Se anche di anomalia si tratta, quindi, le implicazioni nocive ad essa connesse vengono come sterilizzate dalla probità soggettiva del titolare della medesima anomalia – e cioé lui. Per sottolineare il concetto, Fini porta l’esempio dei suoi vice, Lupi, Bindi, Buttiglione: svolgono la funzione in maniera impeccabile – osserva – pur occupando ruoli di primo piano nei rispettivi partiti.
Ecco, è il principio dell’anomalia innocua. Lo stesso cui è ricorso il Pd per evitare che gente come D’Alema, Veltroni o Bindi rimanessero fuori dal Parlamento pur avendo ormai ampiamente distanziato la soglia massima delle due legislature – la regola d’oro messa dai democratici in statuto per favorire quella specie di araba fenice che è il concetto di ‘ricambio generazionale’.

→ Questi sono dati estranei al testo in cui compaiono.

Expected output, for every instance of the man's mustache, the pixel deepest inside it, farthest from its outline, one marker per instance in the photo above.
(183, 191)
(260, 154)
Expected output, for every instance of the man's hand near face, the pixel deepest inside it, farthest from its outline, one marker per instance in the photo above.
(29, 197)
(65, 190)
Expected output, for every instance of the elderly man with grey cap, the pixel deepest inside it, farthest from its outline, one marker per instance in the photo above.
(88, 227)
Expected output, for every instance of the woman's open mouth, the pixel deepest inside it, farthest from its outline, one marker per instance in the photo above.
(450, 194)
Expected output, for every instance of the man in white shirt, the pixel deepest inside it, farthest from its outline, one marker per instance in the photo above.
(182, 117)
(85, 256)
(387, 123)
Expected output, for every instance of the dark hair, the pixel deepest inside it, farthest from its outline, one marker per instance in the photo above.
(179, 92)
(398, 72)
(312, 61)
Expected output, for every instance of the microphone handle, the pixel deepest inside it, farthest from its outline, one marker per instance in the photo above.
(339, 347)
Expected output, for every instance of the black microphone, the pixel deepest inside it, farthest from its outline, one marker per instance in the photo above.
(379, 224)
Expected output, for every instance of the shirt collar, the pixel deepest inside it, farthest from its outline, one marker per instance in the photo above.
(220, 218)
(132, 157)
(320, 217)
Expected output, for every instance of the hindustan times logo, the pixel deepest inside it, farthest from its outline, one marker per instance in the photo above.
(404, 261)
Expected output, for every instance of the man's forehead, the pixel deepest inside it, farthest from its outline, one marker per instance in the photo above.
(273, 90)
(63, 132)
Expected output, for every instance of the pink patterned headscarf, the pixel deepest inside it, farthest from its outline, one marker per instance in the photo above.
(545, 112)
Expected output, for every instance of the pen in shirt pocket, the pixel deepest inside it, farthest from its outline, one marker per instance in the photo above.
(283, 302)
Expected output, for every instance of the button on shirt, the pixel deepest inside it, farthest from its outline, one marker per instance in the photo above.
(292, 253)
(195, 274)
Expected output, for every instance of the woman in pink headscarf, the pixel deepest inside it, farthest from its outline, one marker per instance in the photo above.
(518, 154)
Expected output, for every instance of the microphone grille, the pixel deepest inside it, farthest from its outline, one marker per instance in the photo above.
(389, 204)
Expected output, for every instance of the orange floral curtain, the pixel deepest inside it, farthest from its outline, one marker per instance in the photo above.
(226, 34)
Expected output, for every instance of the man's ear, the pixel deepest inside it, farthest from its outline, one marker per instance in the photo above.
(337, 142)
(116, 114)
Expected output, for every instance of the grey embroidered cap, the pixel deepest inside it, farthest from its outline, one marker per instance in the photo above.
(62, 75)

Lo stesso principio – l’anomalia innocua – invocato da Berlusconi, quando – era il 1994 – ancora aveva la lucidità di ammettere che evidentemente un conflitto di interessi, lui, ce l’aveva. Se io facessi cose che favoriscono me ma penalizzano gli italiani – conveniva – ci sarebbe il conflitto, ma se io invece faccio cose per il bene dei cittadini, e quindi anche il mio visto che tra i cittadini ci sono pure io, il problema non c’è. Fila, no?

Il problema è che l’anomalia non è che la legittimazione di un’interpretazione eccezionalmente discrezionale della regola. E la discrezionalità, la regola, la uccide.
Un sistema pieno di anomalie, Presidente Fini, si normalizza rimuovendo le pregresse non aggiungendone di nuove.